FWIW, I'm revisiting this again, and it looks to me like the easiest way to handle this is to just always set the objects' lua_State to the main thread. As long as the lqt libraries are required in the main thread (not in a coroutine) then the signal callbacks seem to work fine even with objects that have been created in a coroutine.
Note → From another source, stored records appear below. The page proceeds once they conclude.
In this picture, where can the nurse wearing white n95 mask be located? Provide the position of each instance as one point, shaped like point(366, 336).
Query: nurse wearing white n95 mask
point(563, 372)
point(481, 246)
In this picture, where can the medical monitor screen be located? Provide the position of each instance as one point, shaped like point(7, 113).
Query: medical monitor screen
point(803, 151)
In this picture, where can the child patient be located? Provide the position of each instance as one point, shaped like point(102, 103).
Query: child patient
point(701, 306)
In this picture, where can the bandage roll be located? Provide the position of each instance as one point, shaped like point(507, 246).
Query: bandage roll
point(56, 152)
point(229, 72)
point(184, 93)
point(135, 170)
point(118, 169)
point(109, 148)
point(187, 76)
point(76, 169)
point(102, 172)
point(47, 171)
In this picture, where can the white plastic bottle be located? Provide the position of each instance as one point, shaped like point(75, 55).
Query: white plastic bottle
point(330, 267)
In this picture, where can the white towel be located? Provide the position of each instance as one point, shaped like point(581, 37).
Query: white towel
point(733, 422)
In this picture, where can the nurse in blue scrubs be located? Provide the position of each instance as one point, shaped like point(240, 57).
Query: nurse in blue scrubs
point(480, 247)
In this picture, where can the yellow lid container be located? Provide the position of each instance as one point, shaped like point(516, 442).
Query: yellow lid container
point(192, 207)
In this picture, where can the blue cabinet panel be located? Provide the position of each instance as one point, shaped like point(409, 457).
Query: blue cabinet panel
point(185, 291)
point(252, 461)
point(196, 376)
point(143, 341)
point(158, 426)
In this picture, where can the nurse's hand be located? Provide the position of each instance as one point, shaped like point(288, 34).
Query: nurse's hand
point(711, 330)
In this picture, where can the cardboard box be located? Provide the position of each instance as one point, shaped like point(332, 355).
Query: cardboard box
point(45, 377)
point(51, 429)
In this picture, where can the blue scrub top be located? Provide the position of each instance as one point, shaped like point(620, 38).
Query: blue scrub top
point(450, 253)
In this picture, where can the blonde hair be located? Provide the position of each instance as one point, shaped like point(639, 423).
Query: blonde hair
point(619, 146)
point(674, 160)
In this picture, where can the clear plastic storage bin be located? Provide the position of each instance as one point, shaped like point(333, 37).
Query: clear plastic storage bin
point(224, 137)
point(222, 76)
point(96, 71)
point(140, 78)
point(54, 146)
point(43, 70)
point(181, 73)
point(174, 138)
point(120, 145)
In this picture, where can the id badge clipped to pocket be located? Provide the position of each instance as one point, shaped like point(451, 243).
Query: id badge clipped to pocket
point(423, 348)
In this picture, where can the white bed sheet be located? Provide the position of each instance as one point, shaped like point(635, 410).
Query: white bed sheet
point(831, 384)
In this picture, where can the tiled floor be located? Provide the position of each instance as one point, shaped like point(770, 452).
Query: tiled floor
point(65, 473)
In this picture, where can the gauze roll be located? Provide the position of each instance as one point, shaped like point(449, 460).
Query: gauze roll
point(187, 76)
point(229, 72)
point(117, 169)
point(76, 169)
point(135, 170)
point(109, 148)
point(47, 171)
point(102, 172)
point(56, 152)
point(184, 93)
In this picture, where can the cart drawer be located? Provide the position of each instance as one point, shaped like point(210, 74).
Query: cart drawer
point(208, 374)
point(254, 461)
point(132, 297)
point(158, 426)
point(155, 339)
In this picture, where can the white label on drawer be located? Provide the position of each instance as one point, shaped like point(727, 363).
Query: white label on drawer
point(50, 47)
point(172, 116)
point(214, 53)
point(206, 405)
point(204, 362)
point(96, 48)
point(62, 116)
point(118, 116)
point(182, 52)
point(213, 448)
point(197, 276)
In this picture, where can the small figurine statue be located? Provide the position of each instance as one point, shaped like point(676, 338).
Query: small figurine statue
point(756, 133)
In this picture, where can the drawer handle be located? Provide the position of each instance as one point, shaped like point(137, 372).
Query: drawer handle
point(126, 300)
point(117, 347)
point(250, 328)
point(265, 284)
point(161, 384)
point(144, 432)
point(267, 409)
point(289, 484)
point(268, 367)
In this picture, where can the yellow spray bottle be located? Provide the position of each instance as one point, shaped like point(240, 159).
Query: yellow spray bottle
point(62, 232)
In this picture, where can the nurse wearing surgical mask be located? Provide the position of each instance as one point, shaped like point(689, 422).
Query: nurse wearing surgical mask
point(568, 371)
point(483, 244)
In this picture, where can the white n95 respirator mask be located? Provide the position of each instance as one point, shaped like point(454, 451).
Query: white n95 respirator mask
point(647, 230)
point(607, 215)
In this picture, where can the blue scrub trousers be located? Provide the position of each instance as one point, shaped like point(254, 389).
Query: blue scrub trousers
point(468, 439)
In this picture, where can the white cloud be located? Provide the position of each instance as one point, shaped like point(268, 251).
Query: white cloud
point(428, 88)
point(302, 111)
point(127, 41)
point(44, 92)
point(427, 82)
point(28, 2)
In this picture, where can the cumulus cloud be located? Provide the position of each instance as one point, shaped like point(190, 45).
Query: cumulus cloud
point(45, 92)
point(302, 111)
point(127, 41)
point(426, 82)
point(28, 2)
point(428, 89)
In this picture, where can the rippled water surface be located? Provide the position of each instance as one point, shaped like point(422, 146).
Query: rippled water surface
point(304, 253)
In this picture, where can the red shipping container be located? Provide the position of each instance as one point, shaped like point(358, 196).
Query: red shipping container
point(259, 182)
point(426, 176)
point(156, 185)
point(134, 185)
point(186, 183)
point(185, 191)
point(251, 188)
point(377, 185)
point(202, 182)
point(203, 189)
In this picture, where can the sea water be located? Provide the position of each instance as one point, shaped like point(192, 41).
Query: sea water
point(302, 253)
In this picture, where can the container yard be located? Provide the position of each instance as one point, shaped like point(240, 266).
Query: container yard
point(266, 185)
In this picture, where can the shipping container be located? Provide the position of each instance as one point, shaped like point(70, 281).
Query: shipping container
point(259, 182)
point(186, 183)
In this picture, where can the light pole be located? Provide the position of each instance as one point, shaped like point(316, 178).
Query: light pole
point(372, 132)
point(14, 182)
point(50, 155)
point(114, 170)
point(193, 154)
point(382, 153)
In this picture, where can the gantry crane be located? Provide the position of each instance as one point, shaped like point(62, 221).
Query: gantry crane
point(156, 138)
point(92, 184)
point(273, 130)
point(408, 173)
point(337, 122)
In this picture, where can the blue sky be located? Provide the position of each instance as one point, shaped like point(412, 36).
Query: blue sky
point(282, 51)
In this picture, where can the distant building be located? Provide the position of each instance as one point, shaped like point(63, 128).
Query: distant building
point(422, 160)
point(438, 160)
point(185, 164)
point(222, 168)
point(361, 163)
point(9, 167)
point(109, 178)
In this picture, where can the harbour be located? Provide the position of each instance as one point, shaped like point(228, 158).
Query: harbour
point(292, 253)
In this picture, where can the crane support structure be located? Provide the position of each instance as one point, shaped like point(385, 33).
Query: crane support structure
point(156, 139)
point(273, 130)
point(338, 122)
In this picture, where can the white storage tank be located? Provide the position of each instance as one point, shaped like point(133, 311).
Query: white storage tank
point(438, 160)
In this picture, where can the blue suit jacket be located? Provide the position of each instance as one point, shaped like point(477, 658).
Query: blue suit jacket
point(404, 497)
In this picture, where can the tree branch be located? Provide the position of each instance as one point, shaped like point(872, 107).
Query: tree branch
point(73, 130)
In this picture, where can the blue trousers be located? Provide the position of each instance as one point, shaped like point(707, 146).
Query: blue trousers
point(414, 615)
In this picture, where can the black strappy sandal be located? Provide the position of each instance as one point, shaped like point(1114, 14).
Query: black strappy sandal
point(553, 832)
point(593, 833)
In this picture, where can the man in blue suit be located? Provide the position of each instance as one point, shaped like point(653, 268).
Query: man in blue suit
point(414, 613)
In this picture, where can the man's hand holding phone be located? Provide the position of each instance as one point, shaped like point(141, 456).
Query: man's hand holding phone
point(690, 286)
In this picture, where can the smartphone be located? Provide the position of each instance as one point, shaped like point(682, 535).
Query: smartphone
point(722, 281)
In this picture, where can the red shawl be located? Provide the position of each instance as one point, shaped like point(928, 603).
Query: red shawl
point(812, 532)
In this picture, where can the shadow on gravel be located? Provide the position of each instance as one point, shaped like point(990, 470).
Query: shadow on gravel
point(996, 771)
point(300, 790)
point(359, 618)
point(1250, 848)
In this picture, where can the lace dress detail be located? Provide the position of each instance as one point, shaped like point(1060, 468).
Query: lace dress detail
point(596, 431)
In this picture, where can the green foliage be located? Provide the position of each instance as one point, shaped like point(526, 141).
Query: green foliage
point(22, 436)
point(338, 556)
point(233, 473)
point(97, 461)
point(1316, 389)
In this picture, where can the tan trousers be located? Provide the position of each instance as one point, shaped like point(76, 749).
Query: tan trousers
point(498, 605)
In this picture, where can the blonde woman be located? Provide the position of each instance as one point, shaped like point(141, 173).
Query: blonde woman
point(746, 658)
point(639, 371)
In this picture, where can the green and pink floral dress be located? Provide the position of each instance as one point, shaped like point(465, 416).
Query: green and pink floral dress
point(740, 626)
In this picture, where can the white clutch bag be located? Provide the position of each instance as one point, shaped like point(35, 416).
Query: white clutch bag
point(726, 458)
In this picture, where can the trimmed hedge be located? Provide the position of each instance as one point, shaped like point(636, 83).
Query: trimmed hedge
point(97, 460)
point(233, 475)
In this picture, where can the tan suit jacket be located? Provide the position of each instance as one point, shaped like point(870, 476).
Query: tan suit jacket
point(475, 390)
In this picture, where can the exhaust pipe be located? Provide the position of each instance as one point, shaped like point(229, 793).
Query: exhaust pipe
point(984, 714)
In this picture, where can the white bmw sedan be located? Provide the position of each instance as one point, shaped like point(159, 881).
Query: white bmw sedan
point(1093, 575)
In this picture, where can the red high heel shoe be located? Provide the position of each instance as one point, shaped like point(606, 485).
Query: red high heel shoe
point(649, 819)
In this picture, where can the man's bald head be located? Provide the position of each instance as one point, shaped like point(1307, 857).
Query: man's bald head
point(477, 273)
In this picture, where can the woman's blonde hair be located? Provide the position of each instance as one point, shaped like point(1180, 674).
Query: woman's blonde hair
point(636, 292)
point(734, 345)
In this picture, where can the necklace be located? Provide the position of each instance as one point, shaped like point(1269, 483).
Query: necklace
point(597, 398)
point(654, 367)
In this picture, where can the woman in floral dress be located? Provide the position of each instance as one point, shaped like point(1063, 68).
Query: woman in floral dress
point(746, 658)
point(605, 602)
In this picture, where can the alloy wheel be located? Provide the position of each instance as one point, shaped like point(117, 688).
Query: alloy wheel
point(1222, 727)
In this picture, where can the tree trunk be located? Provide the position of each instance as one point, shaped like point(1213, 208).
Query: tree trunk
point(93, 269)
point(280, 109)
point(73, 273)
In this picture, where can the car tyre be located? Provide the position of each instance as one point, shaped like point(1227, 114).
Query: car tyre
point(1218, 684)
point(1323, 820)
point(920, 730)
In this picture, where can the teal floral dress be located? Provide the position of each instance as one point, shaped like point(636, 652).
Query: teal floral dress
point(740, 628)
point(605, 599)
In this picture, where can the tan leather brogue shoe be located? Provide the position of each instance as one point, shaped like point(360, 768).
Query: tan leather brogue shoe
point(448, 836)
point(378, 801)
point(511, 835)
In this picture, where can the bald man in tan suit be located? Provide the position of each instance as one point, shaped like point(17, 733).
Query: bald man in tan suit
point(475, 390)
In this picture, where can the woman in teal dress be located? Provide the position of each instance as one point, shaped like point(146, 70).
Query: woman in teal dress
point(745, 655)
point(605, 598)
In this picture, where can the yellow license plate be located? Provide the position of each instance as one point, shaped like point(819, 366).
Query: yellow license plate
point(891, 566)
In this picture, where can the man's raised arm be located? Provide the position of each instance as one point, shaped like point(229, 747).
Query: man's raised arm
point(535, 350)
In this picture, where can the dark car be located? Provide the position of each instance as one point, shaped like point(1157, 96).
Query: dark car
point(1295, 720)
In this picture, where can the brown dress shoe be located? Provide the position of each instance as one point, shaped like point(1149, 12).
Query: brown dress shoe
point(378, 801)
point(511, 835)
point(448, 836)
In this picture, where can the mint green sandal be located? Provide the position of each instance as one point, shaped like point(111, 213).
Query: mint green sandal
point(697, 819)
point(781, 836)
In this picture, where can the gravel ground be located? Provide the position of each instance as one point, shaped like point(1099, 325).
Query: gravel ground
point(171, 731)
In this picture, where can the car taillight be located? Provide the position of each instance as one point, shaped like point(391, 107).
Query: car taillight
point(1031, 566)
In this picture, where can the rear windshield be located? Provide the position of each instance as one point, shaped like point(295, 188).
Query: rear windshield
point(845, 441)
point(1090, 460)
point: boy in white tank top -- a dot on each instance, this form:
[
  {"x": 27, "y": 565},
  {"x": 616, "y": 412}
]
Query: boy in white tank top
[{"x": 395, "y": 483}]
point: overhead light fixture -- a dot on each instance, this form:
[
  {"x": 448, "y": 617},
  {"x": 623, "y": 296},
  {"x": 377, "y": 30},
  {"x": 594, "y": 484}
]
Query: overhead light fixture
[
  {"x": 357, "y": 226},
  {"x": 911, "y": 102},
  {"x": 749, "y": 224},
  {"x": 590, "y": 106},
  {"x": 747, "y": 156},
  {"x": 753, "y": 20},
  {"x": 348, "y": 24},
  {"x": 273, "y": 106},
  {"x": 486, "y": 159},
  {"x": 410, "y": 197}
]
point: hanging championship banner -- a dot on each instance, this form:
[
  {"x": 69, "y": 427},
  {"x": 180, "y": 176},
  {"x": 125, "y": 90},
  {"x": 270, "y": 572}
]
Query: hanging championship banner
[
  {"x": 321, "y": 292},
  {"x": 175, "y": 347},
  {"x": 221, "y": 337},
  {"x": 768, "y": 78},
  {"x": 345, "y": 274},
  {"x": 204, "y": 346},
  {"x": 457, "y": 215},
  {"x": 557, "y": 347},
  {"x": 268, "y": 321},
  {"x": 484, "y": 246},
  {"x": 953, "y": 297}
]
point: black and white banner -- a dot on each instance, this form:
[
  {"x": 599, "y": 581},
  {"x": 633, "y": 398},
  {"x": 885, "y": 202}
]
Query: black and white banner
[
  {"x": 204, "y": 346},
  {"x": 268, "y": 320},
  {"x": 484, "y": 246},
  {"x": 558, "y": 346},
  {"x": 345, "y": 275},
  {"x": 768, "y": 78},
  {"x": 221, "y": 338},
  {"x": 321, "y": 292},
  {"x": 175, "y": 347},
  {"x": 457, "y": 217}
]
In Lua 5.2 the main thread can be found like this:

lua_State* lqtL_getmainthread (lua_State *L) {
   lua_rawgeti(L, LUA_REGISTRYINDEX, LUA_RIDX_MAINTHREAD);
   lua_State* main = lua_tothread(L,-1);
   lua_pop(L,1);
   return main;
}

(There may be an easier way to get the main thread's state, but this was the first thing that occurred to me). So I added that function in lqt_common.cpp/.hpp, and changed the generator in virtuals.lua/fill_shell_class() to look like this:

        cline = cline .. ') : ' .. c.xarg.fullname
                  .. '(' .. argline .. [[), L(lqtL_getmainthread(l)) {
                       lqtL_register(L, this);
                  ]]

So that the object's lua_State is always initialized to the main thread's state rather than the coroutine's State.

dmattp avatar Nov 07 '14 16:11 dmattp

I suspect your suggestion about moving the objects to thread would work also, e.g., if you really wanted to require the lqt libraries from a coroutine, but for me there is no reason not to just make everything point to the main thread, and it's simpler than moving individual objects to different threads each time it's needed.